Why it matters for the Economy?

The Economic Survey highlights this because if mobility is “expensive” for women, it acts as a barrier to Female Labour Force Participation (FLFP). Reducing this “tax” through better street lighting, CCTV, and gender-sensitive urban planning is essential for India to reach its growth targets.

Understanding the Entropy Effect:

In physics, entropy represents a state of disorder or randomness. In economics, the Entropy Effect refers to the systemic volatility and fragility created when an economy moves too quickly toward a new goal (like Green Energy or AI integration) without having the necessary “buffers” or infrastructure in place.

Key Components:

  • Policy Speed vs. Institutional Capacity: If a government enforces a “Green Only” policy faster than the grid can handle, it creates energy shortages and price hikes.
  • The “Disorder” Factor: Rapidly dismantling old systems (like coal or traditional banking) before new systems (like Hydrogen or Digital Currency) are fully stable can lead to economic chaos.
  • Buffer Depletion: The Survey warns that “Entropy” increases when we use up our reserves (financial or natural) without a plan for replenishment during the transition phase.

Examples:

The Green Energy Shift: Moving away from fossil fuels is necessary, but doing it overnight without massive battery storage capacity leads to power grid instability. This “disorder” in the energy market is the Entropy Effect.

Rapid Digitalization: Shifting an entire population to digital payments is great for transparency. However, if the cybersecurity infrastructure isn’t equally strong, the “Entropy” manifests as a surge in financial fraud, which destabilizes public trust.

Agriculture Transition: Moving farmers from traditional crops to high-value exports. If the cold-chain logistics aren’t ready, the “Entropy” results in massive crop wastage and farmer debt, despite the “good” policy intention.

 

In the Economic Survey 2025-26, Strategic Resilience is defined as the nation’s ability to not only “survive” global shocks but to thrive and adapt through them. It moves away from the old concept of “self-sufficiency” toward a more proactive, globalized strength.
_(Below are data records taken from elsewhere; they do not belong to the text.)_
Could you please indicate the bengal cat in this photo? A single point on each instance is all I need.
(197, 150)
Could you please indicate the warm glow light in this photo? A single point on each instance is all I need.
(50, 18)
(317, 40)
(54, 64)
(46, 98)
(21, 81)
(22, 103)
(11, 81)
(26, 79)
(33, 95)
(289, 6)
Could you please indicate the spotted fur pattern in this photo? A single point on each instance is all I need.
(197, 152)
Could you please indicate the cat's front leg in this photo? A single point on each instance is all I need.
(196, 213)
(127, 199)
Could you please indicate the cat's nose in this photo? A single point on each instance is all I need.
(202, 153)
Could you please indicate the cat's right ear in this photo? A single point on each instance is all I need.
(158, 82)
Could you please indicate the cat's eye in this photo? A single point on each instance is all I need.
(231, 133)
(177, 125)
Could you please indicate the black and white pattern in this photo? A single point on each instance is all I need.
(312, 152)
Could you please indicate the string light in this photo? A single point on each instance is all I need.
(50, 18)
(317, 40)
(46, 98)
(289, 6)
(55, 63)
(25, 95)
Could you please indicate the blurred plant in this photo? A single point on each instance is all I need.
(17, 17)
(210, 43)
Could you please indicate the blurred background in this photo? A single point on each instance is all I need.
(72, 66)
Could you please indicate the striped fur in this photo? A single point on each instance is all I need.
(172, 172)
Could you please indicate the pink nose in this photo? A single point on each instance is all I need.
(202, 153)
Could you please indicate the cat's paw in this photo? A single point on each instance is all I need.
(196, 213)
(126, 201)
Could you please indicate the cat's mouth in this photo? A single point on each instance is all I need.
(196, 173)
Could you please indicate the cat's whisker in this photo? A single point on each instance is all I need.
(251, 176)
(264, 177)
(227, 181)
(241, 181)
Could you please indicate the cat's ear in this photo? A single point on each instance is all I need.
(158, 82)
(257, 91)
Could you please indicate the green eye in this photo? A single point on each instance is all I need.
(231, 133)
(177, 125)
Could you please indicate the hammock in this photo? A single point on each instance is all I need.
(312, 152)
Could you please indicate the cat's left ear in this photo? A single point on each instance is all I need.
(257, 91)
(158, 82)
The Three Pillars of Strategic Resilience:

 Diversified Supply Chains:

The Survey emphasizes that resilience comes from reducing dependence on a single geography (the “China+1″ strategy). By building domestic manufacturing capacity in critical sectors, India ensures that global disruptions (like wars or pandemics) don’t stop the local economy.

  • Example: The PLI (Production Linked Incentive) Schemes for semiconductors and active pharmaceutical ingredients (APIs). By making these at home, India avoids “supply chain blackmail.”

Strategic Indispensability:

True resilience isn’t just about being independent; it’s about being so essential to the rest of the world that others cannot afford to let your economy fail.

  • Example: India’s role as the “Pharmacy of the World” or its growing dominance in Global Capability Centres (GCCs). When global firms rely on India for their R&D and back-end operations, India’s stability becomes a global priority.

Institutional Buffers:

This refers to the “financial and physical shock absorbers” the government maintains.

  • Example: Maintaining High Foreign Exchange Reserves to protect the Rupee and creating Strategic Petroleum Reserves to shield the economy from sudden spikes in global oil prices.

 

निवेश का सकारात्मक चक्र (Virtuous Cycle of Investment)

यह एक ऐसी आर्थिक प्रक्रिया है जो स्वयं को सुदृढ़ करती है। इसमें बढ़ा हुआ निवेश उत्पादकता बढ़ाता है, जिससे आय और मांग बढ़ती है, और अंततः यह और अधिक निवेश को प्रोत्साहित करता है। समीक्षा के अनुसार, भारत इस समय इस चक्र की दहलीज पर है।

  • कार्यप्रणाली: यह सार्वजनिक पूंजीगत व्यय (Public Capex) से शुरू होता है, जो निजी निवेश को आकर्षित (crowd in) करता है। इससे बुनियादी ढांचे और औद्योगिक क्षमता का निर्माण होता है, जिससे रोजगार और उत्पादकता बढ़ती है।
  • उदाहरण: राष्ट्रीय बुनियादी ढांचा पाइपलाइन (NIP) में सरकारी निवेश। बेहतर सड़कों और बंदरगाहों से लॉजिस्टिक्स लागत कम होती है, जिससे निजी कंपनियां नए प्लांट लगाने के लिए प्रेरित होती हैं।

भौतिक-डिजिटल संगम (Physical-Digital Convergence)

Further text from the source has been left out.